While working for ESPN in 2006, Gupta created the 'NBA Trade Machine' on the network's website, providing users with the opportunity to virtually assume the role of a general manager. The website incorporates current player contracts and integrates the rules of the NBA Collective Bargaining Agreement, accurately assessing whether a trade is possible based on salary cap restrictions and other provisions in the CBA. The inspiration for the website came from Chris Ramsay, the son of Jack Ramsay.

== Executive career ==
Gupta started his career as a special advisor (2006–13) to GM Daryl Morey with the Houston Rockets, switched to consultant (2013) and VP of basketball operations with the Philadelphia 76ers (2014–16) under Sam Hinkie, and transitioned to assistant general manager (2018–19) with the Detroit Pistons.

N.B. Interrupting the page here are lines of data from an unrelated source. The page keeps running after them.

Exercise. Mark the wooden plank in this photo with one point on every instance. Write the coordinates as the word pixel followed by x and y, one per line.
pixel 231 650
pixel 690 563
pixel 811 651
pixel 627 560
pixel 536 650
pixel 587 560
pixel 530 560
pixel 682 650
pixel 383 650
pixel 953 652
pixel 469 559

In 2018, Daryl Morey said, "Sachin's fingerprints are all over this time, from his first six seasons with the Rockets to contributions he's made this past year."

In May 2019, the Minnesota Timberwolves named Gupta as the new EVP of Basketball Operations under president Gersson Rosas. Gupta provided specialized expertise on the NBA Collective Bargaining Agreement and team analytics.

General Manager Scott Layden said at the time, “Sachin makes the team better because we know that we have in front of us, a guy who was really a great friend, but also we know he's the smartest guy in the room who can help us and steer us in the right direction.”

Rosas, meanwhile, said, “Sachin is an extremely talented basketball mind who brings a diverse and unique background to our staff...has been more than just a numbers guy in Minnesota...went on regular scouting trips, as well as being more than willing to be involved in film sessions with coaches and players.”

On September 22, 2021, shortly after Rosas was relieved of his duties as President of Basketball Operations, Gupta was promoted as the new interim President of Basketball Operations, while keeping his role as EVP of Basketball Operations.

In September 2024 it was announced that Gupta would leave his position at the Timberwolves to join soccer club Chelsea F.C.